A challenge to Maryland’s congressional redistricting map resurrected by the Supreme Court can proceed after a motion to dismiss was denied Wednesday by a three-judge panel.
The plaintiffs raised their First Amendment challenge to the redistricting after then-Gov. Martin O’Malley signed the new map into law in 2011. Of Maryland’s eight congressional districts, seven are dominated by Democratic voters, a fact reflected in the party affiliation of the state’s U.S. House delegation.
The Supreme Court held in December that a Baltimore federal judge invalidly dismissed the claim on his own, finding U.S. District Judge James K. Bredar was required by statute to submit the claim to a three-member panel of district court judges and the challenge was not “wholly insubstantial.”

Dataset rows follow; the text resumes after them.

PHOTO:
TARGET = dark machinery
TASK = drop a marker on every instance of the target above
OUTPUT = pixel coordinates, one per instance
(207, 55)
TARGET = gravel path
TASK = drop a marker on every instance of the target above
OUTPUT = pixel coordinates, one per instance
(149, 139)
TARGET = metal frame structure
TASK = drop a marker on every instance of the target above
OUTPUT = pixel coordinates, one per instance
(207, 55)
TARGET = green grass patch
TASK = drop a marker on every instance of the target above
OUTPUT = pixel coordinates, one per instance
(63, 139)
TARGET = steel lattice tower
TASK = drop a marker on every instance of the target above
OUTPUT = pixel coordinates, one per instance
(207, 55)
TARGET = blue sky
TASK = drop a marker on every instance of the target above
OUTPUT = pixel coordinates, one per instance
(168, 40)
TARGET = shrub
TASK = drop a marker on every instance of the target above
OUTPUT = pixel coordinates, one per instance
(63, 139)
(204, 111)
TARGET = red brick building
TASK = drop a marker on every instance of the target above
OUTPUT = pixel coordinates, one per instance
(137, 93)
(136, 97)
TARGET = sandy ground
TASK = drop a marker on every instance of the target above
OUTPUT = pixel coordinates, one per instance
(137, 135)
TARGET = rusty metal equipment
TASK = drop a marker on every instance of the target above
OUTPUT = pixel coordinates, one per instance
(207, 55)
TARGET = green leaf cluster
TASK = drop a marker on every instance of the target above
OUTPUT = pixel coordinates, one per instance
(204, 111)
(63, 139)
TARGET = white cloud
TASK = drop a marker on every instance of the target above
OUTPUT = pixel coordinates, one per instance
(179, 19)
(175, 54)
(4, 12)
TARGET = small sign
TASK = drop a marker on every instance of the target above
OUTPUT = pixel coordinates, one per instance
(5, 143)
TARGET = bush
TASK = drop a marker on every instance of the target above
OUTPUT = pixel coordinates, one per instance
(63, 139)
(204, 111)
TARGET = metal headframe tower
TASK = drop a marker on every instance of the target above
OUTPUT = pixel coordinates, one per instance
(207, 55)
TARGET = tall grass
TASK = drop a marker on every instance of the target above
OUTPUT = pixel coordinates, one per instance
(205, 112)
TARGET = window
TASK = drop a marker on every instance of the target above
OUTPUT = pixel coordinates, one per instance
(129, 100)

The original plaintiffs, including a law school student, filed their lawsuit pro se but, on remand, were represented by counsel and filed an amended complaint refining their theory and adding plaintiffs. The state again filed a motion to dismiss the complaint; the motion was heard by a three-judge panel on July 12.
The panel, in a 2-1 vote Wednesday, denied the motion to dismiss, with Bredar dissenting.
“It’s a very gratifying opinion,” said Michael B. Kimberly, the voters’ attorney. “[The panel] clearly gave the case a lot of careful consideration and came to the same conclusions we did.”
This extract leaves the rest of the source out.